2021-03-25T10:15:57.494Z DEBUG   connectd: Shutting down
2021-03-25T10:15:57.495Z DEBUG   034fe52e98a0e9d3c21b767e1b371881265d8c7578c21f5afd6d6438da10348b36-channeld-chan#1: Status closed, but not exited. Killing
2021-03-25T10:15:57.496Z DEBUG   gossipd: Shutting down
2021-03-25T10:16:07.496Z DEBUG   gossipd: Status closed, but not exited. Killing
2021-03-25T10:16:07.507Z DEBUG   hsmd: Shutting down
2021-03-25T10:16:07.507Z DEBUG   plugin-autoclean: Killing plugin: exited during normal operation
2021-03-25T10:16:07.508Z DEBUG   plugin-bcli: Killing plugin: exited during normal operation
2021-03-25T10:16:07.509Z DEBUG   plugin-keysend: Killing plugin: exited during normal operation
2021-03-25T10:16:07.509Z DEBUG   plugin-txprepare: Killing plugin: exited during normal operation
2021-03-25T10:16:07.509Z DEBUG   plugin-spenderp: Killing plugin: exited during normal operation

@rustyrussell @cdecker any idea?

This is v0.10.0rc1-6-g6dae011

jsarenik commented 3 years ago

Exactly as I thought. Once the channel is in CHANNEL_NORMAL state, the lightning-cli does not case the daemon to die.

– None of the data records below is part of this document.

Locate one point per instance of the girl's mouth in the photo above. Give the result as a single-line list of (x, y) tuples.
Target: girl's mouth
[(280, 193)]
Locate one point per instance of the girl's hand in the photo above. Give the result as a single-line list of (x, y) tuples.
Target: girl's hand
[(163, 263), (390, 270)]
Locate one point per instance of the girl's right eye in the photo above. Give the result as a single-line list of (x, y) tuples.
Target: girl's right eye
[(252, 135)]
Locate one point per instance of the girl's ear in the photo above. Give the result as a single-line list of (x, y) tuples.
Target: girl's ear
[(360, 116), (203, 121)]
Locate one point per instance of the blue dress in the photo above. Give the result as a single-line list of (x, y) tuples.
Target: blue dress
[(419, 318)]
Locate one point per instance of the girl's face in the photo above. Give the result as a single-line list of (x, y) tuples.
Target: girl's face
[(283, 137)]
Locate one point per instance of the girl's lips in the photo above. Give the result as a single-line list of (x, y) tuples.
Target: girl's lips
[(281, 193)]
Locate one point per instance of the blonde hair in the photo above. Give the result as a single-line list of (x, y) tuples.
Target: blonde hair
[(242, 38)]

jsarenik commented 3 years ago

Previously I got following after running lightning-cli --testnet pay:

lightning-cli: reading response: socket closed                                  
jsarenik commented 3 years ago

@niftynei please have a look as well. I hope it is not related to musl-libc and will maybe ring a bell with what is currently being done.

jsarenik commented 3 years ago

The tests are probably not testing half-way channels (so that only a few blocks would be generated on regtest after funding a channel and some operation like invoice and pay would be tried in such a half-baked state).

rustyrussell commented 3 years ago

These crashes are completely different... one is in invoice, the other in pay.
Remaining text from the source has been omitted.